Question

At a certain place, a magnet makes 30 oscillations per min. At another place, where the magnetic field is double, its time period will be:
A. \[4s\]
B. \[2s\]
C. $\dfrac{1}{2}s$
D. $\sqrt{2}s$

Answer 1

Hint: The magnet's time period is equal to the square root of the ratio of its moment of inertia to the sum of its magnetic moment and ambient magnetic field. The magnetic fields for the configurations utilising magnets with various moments will not change. Find the ratio of time periods using this.

Formula used:
\[T=2\pi \sqrt{\dfrac{1}{mB}}\]
where T is the time period of the magnet. m is the magnetic pole strength and B is the magnetic field.
\[T=\dfrac{1}{f}\]
where f is the frequency.

Complete step by step solution:
According to the question, in the first case. A magnet makes 30 oscillations per min so we can say that we are given the frequency of the magnet.
$f=30{{\min }^{-1}}=\dfrac{30}{60}=0.5{{\sec }^{-1}}$
Using the formula \[T=\dfrac{1}{f}\] then ${{T}_{1}}=\dfrac{1}{0.5}=2s$
So now putting the value of ${{T}_{1}}$ in the formula of \[T=2\pi \sqrt{\dfrac{1}{mB}}\] then,
$2=2\pi \sqrt{\dfrac{1}{m{{B}_{1}}}}$………. Equation (1)

Now we have been asked to find the new time period if the magnetic field is doubled then,
${{T}_{2}}=2\pi \sqrt{\dfrac{1}{m{{B}_{2}}}}$………. Equation (2)
Dividing equation 1 by equation 2 we’ll get, \[\dfrac{2}{{{T}_{2}}}=\sqrt{\dfrac{{{B}_{2}}}{{{B}_{1}}}}\]
We need to find the value of ${{B}_{2}}$.

We are given that the magnetic field is getting doubled.

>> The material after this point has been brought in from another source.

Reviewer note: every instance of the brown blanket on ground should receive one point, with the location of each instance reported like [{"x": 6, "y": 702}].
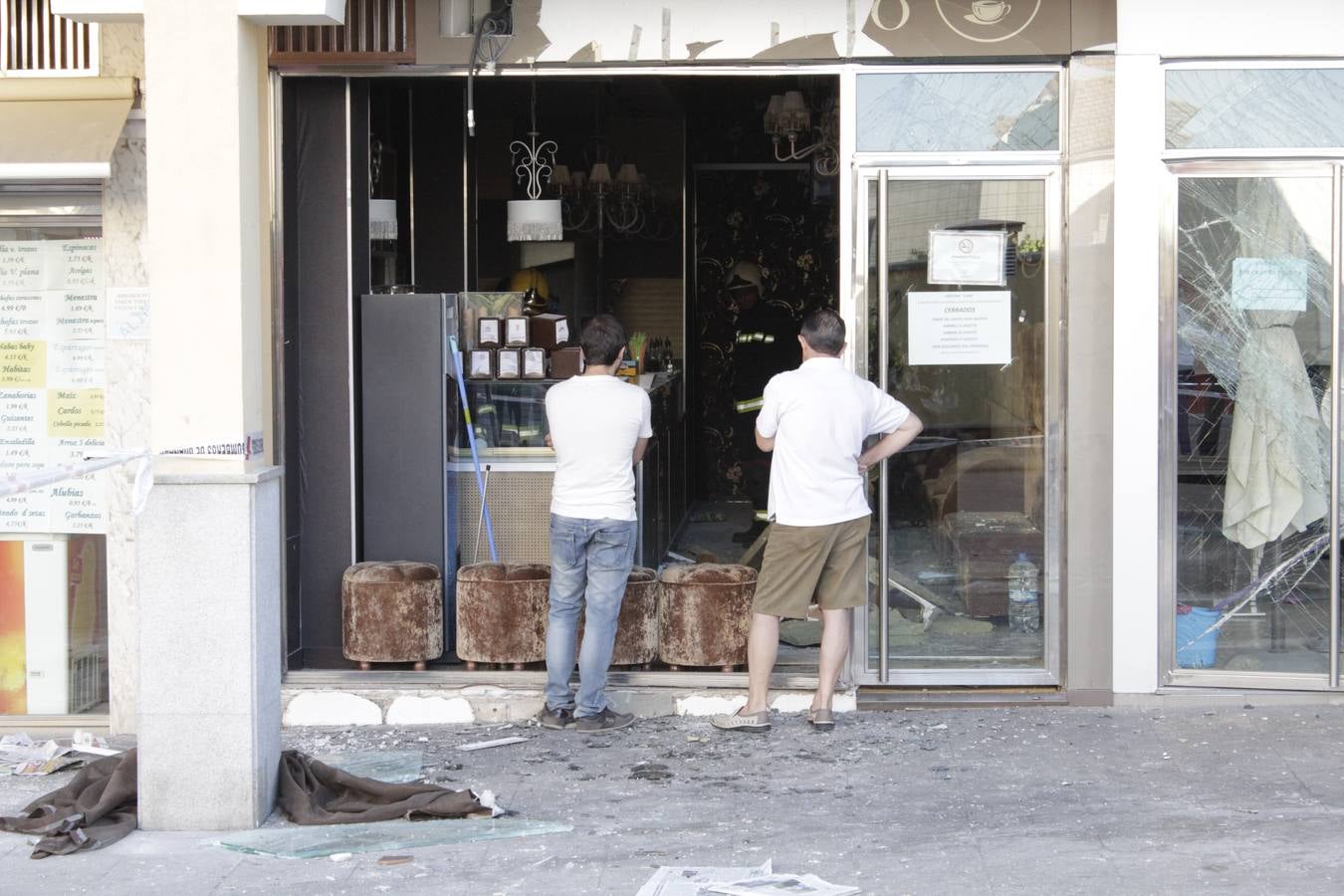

Therefore, ${{B}_{2}}=2{{B}_{1}}$ and we need to calculate ${{T}_{2}}$. So, we can write
\[\dfrac{2}{{{T}_{2}}}=\sqrt{\dfrac{{{B}_{2}}}{{{B}_{1}}}}\]
\[\Rightarrow \dfrac{{{(2)}^{2}}}{{{T}_{2}}^{2}}=\dfrac{2{{B}_{1}}}{{{B}_{1}}}\]
$\therefore 2T_{2}^{2}=4$
Or we can say that $T_{2}^{2}=2$ and hence ${{T}_{2}}=\sqrt{2}s$

Hence, the correct option is D.

Notes: By balancing the moment (spinning acceleration) produced by the displacement and the moment due to the magnetic field, you may determine the oscillation's time period. This will create a harmonic oscillation and, as a result, a relationship for time.